The Assembly Wednesday passed a bill to legalize gay marriage while Senate Republicans battled over whether to let the measure come to a floor vote.
The measure passed 80 to 63, the lowest margin in the four times it has been approved by the Assembly since 2007.
"It feels different this time because I'm very hopeful it will pass the Senate and become law this year," said Assembly bill sponsor Daniel O'Donnell (D-Manhattan), one of a handful of gay state lawmakers.
Gov. Cuomo, who has made gay marriage a priority, crowed, "We are on the verge of a pinnacle moment for this state."
The fate of the bill is still up in the air in the GOP-controlled Senate, where 31 senators are on record as supporting it - one shy of the 32 needed for passage.
Senate Republicans discussed the issue behind closed doors for four hours Wednesday. Saying they were unable to decide how to proceed, they are scheduled to continue the talks today.
Just two of the 32-member GOP conference publicly support legalizing gay marriage. Four others are on the fence.
Sources said those who oppose the bill were split over what the Senate should do.

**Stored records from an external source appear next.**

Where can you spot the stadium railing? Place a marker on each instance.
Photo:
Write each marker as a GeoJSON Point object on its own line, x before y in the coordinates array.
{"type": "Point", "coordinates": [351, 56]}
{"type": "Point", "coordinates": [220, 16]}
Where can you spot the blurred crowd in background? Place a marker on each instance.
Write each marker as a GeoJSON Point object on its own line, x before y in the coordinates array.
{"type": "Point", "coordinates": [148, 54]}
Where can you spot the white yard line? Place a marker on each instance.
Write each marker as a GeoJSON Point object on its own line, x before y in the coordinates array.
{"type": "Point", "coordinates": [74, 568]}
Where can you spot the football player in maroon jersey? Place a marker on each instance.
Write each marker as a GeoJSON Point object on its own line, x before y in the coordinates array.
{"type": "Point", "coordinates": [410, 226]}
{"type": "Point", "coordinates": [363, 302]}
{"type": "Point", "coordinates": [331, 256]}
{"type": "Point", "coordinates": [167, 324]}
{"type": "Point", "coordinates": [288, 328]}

Some senators argued against bringing the measure to the floor.
Others are said to have pushed for a floor vote to get the issue off the table in time for next year's elections as the GOP tries to maintain its slim majority.
Senator after senator were said to have spoken "passionately" about his feelings on the gay marriage issue at the four-hour conference.
Some expressed religious objections to the gay lifestyle. Others fear political backlash from conservatives that could cost the GOP the majority next year. Still others had legal concerns about the way the bill submitted by Cuomo was written.
Cuomo said his bill offers exemptions from anti-discrimination laws for certain religious groups and affiliated groups, like the Knights of Columbus.
Several Senate Republicans who are lawyers, including Stephen Saland, one of the four undecideds, have argued that under Cuomo's bill, those groups still could be sued under other parts of state law, sources said.
Senate Republicans are considering reworking the bill or asking Cuomo to amend his legislation, sources said.
"If there are any imperfections in the bill, it behooves us to address them and quickly clean them up," one senator said.
Two of the four undecided Republicans - Andrew Lanza of Staten Island and Greg Ball of Putnam - want stronger religious exemptions.